Conditions associated with SA:

• Hypertension: 24 studies (3,497 SA patients), mean proportion with hypertension = 42.0 percent (range, 9 percent to 77 percent).
• Coronary artery disease: 9 studies (1,086 SA patients), mean proportion with coronary artery disease (manifest as angina or myocardial infarction [MI]) = 20.3 percent (range, 2 percent to 33 percent).
• Ventricular arrhythmias: 5 studies (205 SA patients), mean proportion with ventricular arrhythmias (usually complex arrhythmias, during nocturnal monitoring) = 13.1 percent (range, 3 percent to 47 percent).
• Mortality: 5 studies (2,281 SA patients) with prolonged follow-up (5 to 13 years) reported deaths (all causes) in 6 percent to 11 percent of patients, mean = 7.0 percent.
• Caveat: Studies with actual clinical consequences of certain AIs, with or without signs and symptoms, and with or without treatment, are not well represented in this set. Inclusion of treatment studies might be useful. Clinical implications of SA diagnosis are unclear.

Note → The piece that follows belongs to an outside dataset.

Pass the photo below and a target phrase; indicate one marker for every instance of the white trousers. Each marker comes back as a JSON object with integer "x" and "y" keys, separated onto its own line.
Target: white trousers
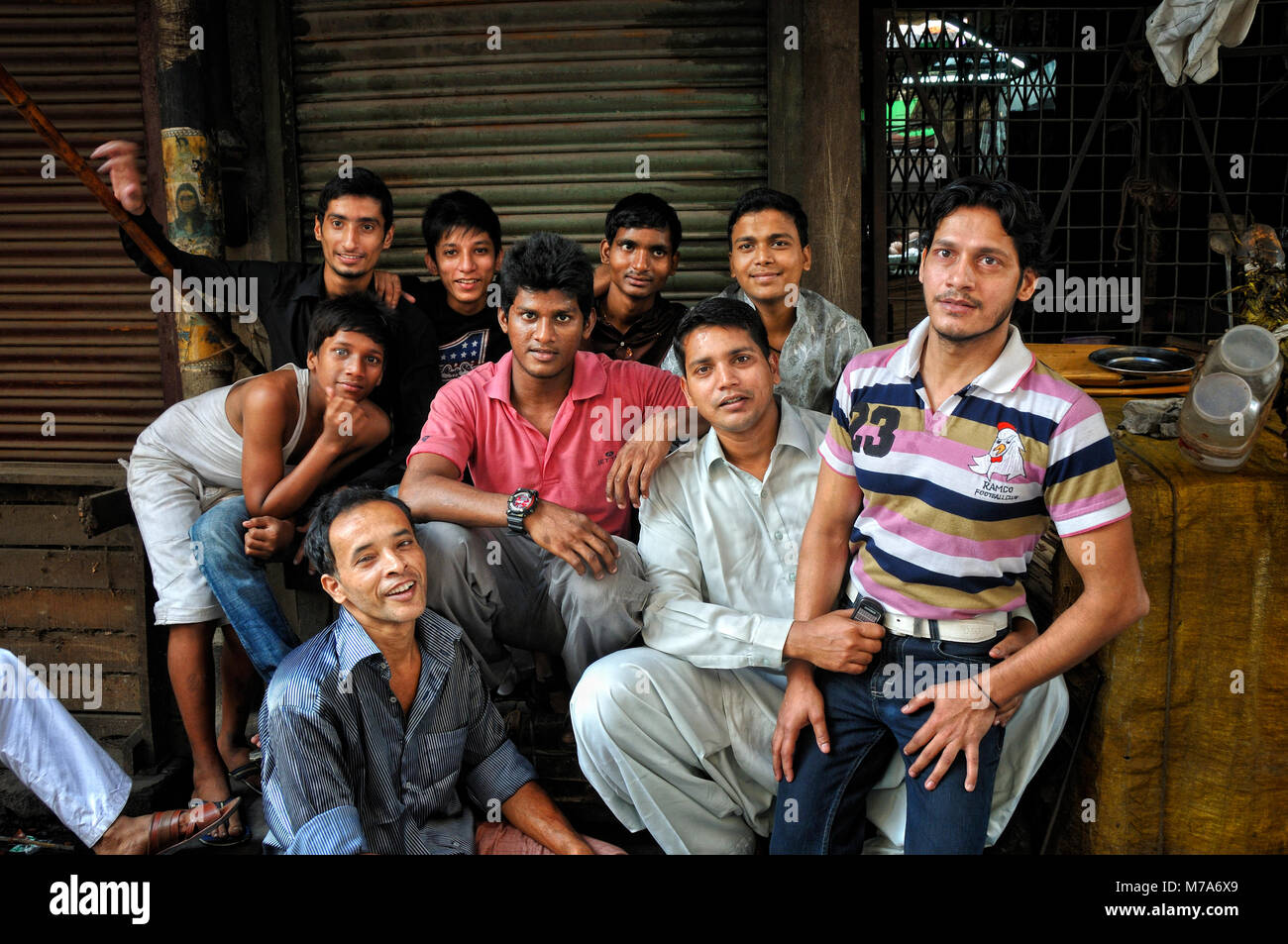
{"x": 54, "y": 758}
{"x": 684, "y": 752}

Future studies of diagnostic test strategies should address the many limitations of the literature noted above. The field could benefit from adoption of a common terminology and definitions for fundamental concepts such as apnea and hypopnea, and the relation between AI and AHI should be established, in order to allow conversions and comparisons across studies. Researchers should seek to clarify what is the frequency of sleep apnea/hypopnea in general populations by gender and age. More naturalistic sleep studies (in the home) are still of interest, as MetaWorks investigators suspect much of the uncertainty about the nature of SA, its pathophysiology, the risk factors, and the clinical consequences, derive from the fact that the phenomenon of SA may be altered by the fact of observing it via standard PSG. Long term follow-up studies are recommended to better document the findings of treated vs. untreated SA. Lastly, all sleep monitoring systems which are proposed as prequalifiers or replacements for PSG must be validated in the setting in which they are intended to be used.